Sampai pada ruangan IGD William di cegat oleh seorang perawat dan mengatakan "Maaf pak, harap bapak menunggu di luar", lantas perawat iru masuk dan menutup pintu meninggalkan William di luar seorang diri.
"Lakukan yang terbaik sus", ucapnya kemudian mengalah untuk tidak masuk.
William menunggu di kursi tunggu berada di depan ruang IGD, sambil menunggu dokter keluat dan memberitahukan keadaan Angela sekarang.
William terlihat tampak khawatir dengan Angela, entah itu karena hal apa yang bisa membuatnya merasa khawatir pada orang yang baru di kenalnya, meski pun seoranh wanita karena William bukan termasuk pria berhidunh belang atau pun bermata keranjang seperti pria-pria lain yang akan tergiur karena kecantikan luar.
Menurut hati kecilnya Angela memiliki daya tarik tersendiri yang sulit untuk di jelaskan, yang jelas dia orang yang asik dan sangat nyaman ketika berada di dekatnya.

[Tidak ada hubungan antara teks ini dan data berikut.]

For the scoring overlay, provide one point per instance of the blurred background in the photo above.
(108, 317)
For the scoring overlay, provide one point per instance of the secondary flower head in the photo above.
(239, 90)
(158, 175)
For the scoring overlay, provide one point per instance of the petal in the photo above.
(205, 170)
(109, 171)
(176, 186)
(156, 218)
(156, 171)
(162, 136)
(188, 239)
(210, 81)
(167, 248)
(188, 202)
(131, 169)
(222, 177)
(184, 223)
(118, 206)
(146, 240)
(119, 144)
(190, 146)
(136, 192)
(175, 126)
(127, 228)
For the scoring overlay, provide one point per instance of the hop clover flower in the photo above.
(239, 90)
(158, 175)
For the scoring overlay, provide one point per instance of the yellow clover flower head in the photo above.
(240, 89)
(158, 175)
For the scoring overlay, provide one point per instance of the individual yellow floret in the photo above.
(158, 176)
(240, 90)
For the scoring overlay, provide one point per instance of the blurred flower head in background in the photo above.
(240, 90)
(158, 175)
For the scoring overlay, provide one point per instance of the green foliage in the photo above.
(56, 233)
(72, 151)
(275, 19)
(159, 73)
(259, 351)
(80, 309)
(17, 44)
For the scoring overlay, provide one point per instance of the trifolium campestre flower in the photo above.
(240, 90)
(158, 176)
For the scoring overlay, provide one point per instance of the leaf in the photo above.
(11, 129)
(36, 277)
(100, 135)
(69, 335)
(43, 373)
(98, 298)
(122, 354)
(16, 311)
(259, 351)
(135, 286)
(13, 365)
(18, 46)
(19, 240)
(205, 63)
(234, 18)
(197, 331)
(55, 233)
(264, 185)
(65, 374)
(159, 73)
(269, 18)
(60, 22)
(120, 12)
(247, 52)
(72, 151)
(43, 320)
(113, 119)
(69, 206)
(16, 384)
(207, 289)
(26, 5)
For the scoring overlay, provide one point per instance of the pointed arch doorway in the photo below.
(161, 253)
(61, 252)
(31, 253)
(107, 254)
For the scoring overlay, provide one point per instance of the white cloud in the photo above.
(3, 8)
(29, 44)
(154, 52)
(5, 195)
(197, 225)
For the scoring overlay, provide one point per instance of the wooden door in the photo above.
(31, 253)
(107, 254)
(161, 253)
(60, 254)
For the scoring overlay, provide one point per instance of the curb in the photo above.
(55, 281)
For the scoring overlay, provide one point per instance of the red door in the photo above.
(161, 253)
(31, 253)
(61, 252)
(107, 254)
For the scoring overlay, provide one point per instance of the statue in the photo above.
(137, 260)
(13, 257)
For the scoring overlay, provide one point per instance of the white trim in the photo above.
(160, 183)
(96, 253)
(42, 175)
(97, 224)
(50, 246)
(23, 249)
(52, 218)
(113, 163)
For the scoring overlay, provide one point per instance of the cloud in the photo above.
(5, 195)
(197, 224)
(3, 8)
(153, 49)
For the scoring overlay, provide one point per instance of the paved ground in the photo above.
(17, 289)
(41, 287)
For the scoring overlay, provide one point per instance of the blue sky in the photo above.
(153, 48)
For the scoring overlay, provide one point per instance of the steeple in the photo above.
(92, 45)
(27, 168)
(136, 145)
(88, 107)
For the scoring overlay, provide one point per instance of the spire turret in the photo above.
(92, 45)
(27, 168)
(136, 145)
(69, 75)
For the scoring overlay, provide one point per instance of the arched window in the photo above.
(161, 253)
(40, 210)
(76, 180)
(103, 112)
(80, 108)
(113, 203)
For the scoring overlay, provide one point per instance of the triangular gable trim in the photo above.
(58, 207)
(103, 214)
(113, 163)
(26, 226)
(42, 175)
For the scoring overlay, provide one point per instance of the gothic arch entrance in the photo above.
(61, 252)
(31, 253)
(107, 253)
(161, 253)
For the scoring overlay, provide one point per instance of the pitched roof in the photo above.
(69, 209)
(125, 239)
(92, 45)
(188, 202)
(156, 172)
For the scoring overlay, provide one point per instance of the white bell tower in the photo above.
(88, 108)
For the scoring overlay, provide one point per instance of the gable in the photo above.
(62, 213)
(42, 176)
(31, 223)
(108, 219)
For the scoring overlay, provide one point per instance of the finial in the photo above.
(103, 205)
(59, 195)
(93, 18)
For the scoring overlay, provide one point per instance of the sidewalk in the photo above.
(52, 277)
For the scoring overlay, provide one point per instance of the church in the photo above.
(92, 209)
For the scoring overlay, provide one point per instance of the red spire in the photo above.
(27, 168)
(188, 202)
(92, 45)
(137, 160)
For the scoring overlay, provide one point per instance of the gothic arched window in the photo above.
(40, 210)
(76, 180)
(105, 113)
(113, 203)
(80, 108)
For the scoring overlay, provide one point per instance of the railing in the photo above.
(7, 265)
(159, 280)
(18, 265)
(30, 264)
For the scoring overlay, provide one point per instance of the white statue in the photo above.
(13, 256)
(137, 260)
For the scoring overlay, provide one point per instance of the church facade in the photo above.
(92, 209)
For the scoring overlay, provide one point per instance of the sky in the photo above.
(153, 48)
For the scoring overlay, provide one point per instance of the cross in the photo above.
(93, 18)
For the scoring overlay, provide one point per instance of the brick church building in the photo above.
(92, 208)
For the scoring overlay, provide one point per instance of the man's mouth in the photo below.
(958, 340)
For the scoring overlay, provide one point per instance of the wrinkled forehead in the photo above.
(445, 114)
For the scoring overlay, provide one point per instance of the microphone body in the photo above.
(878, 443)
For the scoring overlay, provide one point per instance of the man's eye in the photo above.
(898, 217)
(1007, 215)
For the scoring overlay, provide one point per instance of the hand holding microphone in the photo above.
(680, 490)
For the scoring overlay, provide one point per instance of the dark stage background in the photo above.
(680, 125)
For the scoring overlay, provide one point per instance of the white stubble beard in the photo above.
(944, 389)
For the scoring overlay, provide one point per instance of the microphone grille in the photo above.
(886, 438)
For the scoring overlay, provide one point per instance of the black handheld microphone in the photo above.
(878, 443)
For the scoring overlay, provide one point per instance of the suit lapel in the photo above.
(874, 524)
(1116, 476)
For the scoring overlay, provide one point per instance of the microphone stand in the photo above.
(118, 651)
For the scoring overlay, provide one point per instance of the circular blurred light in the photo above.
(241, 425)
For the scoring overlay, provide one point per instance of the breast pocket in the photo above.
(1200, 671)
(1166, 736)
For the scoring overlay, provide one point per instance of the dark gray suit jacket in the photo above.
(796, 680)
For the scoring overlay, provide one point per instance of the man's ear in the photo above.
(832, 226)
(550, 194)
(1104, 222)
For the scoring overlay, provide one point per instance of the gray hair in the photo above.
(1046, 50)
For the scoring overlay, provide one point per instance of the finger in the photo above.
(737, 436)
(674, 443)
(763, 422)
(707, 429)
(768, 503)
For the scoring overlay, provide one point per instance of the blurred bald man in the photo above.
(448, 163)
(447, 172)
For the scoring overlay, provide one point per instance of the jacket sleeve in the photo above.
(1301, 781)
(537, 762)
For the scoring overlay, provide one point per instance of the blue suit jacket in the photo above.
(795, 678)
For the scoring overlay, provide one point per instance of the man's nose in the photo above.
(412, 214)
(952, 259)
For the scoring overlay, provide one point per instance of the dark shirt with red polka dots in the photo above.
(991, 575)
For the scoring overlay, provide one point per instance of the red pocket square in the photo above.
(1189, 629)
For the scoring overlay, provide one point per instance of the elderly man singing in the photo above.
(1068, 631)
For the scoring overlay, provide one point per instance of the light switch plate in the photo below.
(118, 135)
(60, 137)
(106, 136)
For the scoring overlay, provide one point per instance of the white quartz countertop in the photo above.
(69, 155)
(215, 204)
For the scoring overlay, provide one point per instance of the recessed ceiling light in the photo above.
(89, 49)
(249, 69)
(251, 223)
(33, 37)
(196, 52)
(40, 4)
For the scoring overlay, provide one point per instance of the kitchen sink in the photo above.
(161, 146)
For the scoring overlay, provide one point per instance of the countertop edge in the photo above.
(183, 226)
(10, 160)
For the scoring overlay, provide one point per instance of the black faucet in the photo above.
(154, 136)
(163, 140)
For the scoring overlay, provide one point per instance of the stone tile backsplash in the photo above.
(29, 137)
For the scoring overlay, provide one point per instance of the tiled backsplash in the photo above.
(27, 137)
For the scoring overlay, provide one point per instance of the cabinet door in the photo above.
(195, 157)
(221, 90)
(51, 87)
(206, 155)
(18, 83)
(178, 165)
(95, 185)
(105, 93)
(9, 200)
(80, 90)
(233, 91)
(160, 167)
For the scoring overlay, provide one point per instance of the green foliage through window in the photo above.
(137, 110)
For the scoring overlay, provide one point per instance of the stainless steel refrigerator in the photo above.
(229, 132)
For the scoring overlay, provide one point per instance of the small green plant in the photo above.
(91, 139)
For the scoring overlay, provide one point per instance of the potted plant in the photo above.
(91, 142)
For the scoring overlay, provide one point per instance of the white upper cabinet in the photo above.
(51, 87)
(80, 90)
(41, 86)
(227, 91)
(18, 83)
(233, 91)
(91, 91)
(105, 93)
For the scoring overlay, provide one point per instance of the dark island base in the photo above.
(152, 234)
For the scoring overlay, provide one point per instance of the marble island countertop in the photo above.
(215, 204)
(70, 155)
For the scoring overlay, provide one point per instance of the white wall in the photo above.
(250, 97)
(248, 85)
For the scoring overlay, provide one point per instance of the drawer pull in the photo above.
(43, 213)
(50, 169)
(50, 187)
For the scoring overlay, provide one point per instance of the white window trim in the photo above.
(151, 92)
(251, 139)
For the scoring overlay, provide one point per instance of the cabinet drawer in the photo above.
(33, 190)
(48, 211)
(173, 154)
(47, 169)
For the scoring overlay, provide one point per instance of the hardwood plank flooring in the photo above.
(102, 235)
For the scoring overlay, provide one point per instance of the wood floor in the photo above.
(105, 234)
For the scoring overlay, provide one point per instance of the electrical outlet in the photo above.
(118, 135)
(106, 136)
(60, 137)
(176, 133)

"Ah, apa yang aku pikirkan", William menggelengkan kepalanya,
"Keluarga dari nona Angela?",panggil seorang perawat keluar dari ruang IGD
"Em, saya sus", ucap William enggan,
"Apakah anda keluarga nya? Karena saya ingin memberitahukan keadaan nona Angela dengan keluarganya", ucap sanh perawat
"Iya saya sepupu jauh nya, bisa di bilang saya keluarganya juga. Bagaimana dengan keadaan nya sus? Apakah dia baik-baik saja? Tidak terjadi apa-apa kan pada nya?", pertanyaan beruntun keluar dari mulut William
"Benarkah? baiklah.Keadaan nona Angela sekarang baik-baik saja. Dia hanya mengalami shok, istirahat selama 2 hari mungkin akam pulih kembali", jelas nya,
"Ah, syukur lah. Terima kasih sus", ucap Willi sambil mengelus dada nya lega,
"Baiklah saya permisi dulu, Anda bisa masuk untuk menjenguk nya tapi ingat jangan mengganggu pasien sedang istirahat", ucap perawat kemudian pergi meninggalkan William.